BY KEITH EVANS
It’s pretty much a peaceful, fair weathered late afternoon. I’m travelling to Northwest Indiana’s beloved county seat, Crown Point, for what was described to me as a “routine visit” to the probation officer. On the way, as I fiddle with the tuner button on the radio, a goddamn Akon song seeps thru the speakers Before I can change the station, he’s able to bellow out his signature “Convict Music” intro (Red Flag #1).
Upon arriving into the CP city limits, after talking to the mother of my child on the phone (Red Flag #2), I get a call from a friend, asking if I wanna go to a Sox game (aka 1st abandoned chance at escape). I decline, cuz like a good boy, I need to see my probation officer. I park and enter the court building, following in such footsteps as Johnny Depp, John Dillinger, and probably 800 alcohol abusers named John. I walk into the clerk’s office, give my name, to which everyone looks at me as if we’re in that scene in Blow when they’re playing cards and George Young discusses the proverbial “one last pickup” before he exits the drug game to be a dad to his daughter.
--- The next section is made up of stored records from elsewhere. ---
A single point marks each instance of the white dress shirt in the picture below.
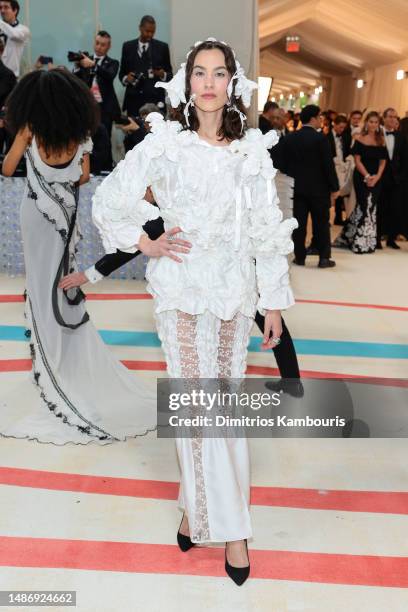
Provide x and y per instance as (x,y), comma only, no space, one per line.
(389,142)
(17,36)
(339,146)
(142,46)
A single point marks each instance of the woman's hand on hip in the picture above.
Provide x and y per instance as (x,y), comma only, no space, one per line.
(76,279)
(165,246)
(272,329)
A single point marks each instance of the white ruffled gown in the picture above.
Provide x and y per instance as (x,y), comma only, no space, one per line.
(224,199)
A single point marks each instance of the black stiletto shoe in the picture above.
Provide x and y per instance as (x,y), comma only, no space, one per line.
(183,541)
(237,574)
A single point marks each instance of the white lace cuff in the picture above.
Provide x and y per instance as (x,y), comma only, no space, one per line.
(93,275)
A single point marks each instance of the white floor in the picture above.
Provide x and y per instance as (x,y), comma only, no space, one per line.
(343,465)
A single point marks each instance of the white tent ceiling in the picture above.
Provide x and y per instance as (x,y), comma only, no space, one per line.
(337,37)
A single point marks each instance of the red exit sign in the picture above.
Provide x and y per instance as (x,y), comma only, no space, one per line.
(292,44)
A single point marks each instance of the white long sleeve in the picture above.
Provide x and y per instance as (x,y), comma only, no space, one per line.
(271,239)
(119,209)
(19,32)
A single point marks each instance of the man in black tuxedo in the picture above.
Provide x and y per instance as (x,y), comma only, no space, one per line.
(311,164)
(340,143)
(99,72)
(8,81)
(145,61)
(389,213)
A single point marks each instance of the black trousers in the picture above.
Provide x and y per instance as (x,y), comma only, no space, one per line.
(107,120)
(339,207)
(389,210)
(319,208)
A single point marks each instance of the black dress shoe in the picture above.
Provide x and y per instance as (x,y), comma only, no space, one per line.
(326,263)
(183,541)
(237,574)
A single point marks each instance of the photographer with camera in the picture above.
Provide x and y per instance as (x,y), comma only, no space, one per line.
(145,61)
(98,71)
(136,128)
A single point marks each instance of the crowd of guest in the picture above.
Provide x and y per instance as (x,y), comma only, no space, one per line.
(357,163)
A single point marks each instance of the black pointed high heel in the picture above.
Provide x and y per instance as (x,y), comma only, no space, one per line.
(237,574)
(183,541)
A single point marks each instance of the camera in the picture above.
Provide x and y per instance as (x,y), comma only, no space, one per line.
(122,120)
(138,79)
(45,59)
(76,56)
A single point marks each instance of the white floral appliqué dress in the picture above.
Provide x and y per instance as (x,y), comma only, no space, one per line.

Again, I resemble Johnny Depp.
With her head bowed, the lady asks me to skip the court room and have a seat. Everyone else is waiting in the lobby (Red Flag #3). I gotta pee, but I wait (aka 2nd abandoned chance at escape). I can see the CP cops pull up, not park. They only do this for two reasons, to be an inmate to court or to take a civilian to jail. I subconsciously smell a set up. Apparently, I have a bench warrant from a court (Merrillville) that, according to my lawyer, had been dismissed. A warrant that my probation officer could’ve easily informed me of when she called me a week prior to scheduling this small town “sting” operation. A warrant that, had I been told, could’ve been fixed with a visit to Merrillville court. Nevertheless, I’m arrested and the next few actions are as follows…
1. The next morning I go to court (Lake County), I’m sentenced to a year, do six months, minus the two months I did when I actually committed the crime, which makes four months, which is October 18th.
2. After a parade of begging, I’m granted to at least be placed in a work release (a process where I can work at my job then go back to jail every night).
3. A week later, I go to Merrillville court. My “dismissed” case can’t be dismissed until my lawyer returns from his Greece vacation. I pray he is ass raped on the way back.
Meanwhile, as I sit in my brand new, 10 square foot apartment, complete with cement and stain filled steel décor, so much is happening on the outs. This very blog you are reading is starting to pick up major steam (which for I thank you so much). The DigitalLizardProductions.com website is in a fuller effect than ever. On a downside, I completely missed the massive comedy festival in Chicago (Sorry Beena and Aziz). The mover of my child is acting like…, well… the mother of a child whose dad went to jail. On one hand, I get it, however, it is discouraging when I’m constantly encountering felons with heavily committed/supportive “baby’s mommas” regardless of the mistreatments and beatings these chicks receive. I’m surely no Ward Cleaver of Heathcliff Huxtable, but I’m far from a Scott Peterson or Joe Jackson.
I was told to “stop chasing this comedy shit”, which I’d have to say, was well worded, because had she worded it “stop chasing your dreams”, then she wouldn’t be able to justify her statement to anyone. Well played. Let it be known, I won’t stop chasing shit I believe in. In my mind, teaching my daughter to stop chasing what she wants would make me as bad of an influence as beating the shit out of her from my Appleton, WI cabin (hint, hint). My daughter should be taught that if you want something, faith, persistence, commitment, and hard work will buy it for you. Hell, that’s how my daughter’s mom got in my pants in the first place.